After implementing the above steps, your website will prevent the execution of any foreign files consisting of ‘PHP’. This change will add another brick to your site’s security wall.

Also, note that using this method is a bit risky. Even a trivial mistake can damage your site. So, if you are unsure about using cPanel, consult someone who is.

6. Lack of a SSL certificate

While http://yoursite.com and https://yoursite.com will both load the same web-page, there is a small difference that can break the deal.

The SSL certificate.

The first URL in the example above isn’t using an SSL certificate, while the second example is.

This can greatly affect a website’s security by putting the communication between the visitor’s device and your web servers at risk.

An SSL certificate encrypts the information so it can’t be accessed by anyone but the intended recipients. To safeguard your website against such leaks, it’s recommendable to install an SSL certificate as early as possible.

Installing an SSL certificate is usually straight forward and easy to do. You can usually buy an SSL certificate from your hosting provider, but If they don’t sell an SSL service, you should consider buying from another provider.

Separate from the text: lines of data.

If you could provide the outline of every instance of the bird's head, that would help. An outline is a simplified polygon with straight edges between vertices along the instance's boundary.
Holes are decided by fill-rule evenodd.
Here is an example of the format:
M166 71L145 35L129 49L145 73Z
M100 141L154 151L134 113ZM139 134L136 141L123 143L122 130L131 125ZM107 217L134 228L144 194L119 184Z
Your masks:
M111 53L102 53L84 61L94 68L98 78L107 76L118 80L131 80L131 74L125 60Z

Getting an SSL certificate from your hosting provider will also save you the hassle of installation. They will set everything up and you just have to redirect your ‘http’ pages to ‘https’.

In Summary 

Failing to secure your WordPress site against security threats can hurt your business in a number of ways. It’s no surprise that all webmasters need to pay attention to website security and have an adequate backup plugin and system in place. Despite your best efforts, should the worst happen and your site suffers a malicious attack; UpdraftPlus can provide a safe and secure backup and restore option. This will help ensure your website always has that all important safety-net, even in the event of a hack. 

In this post, you have read about 6 loopholes that could potentially put your WordPress website security at risk due to hackers. Hopefully, this article helped you secure your site and take it’s security to the next level.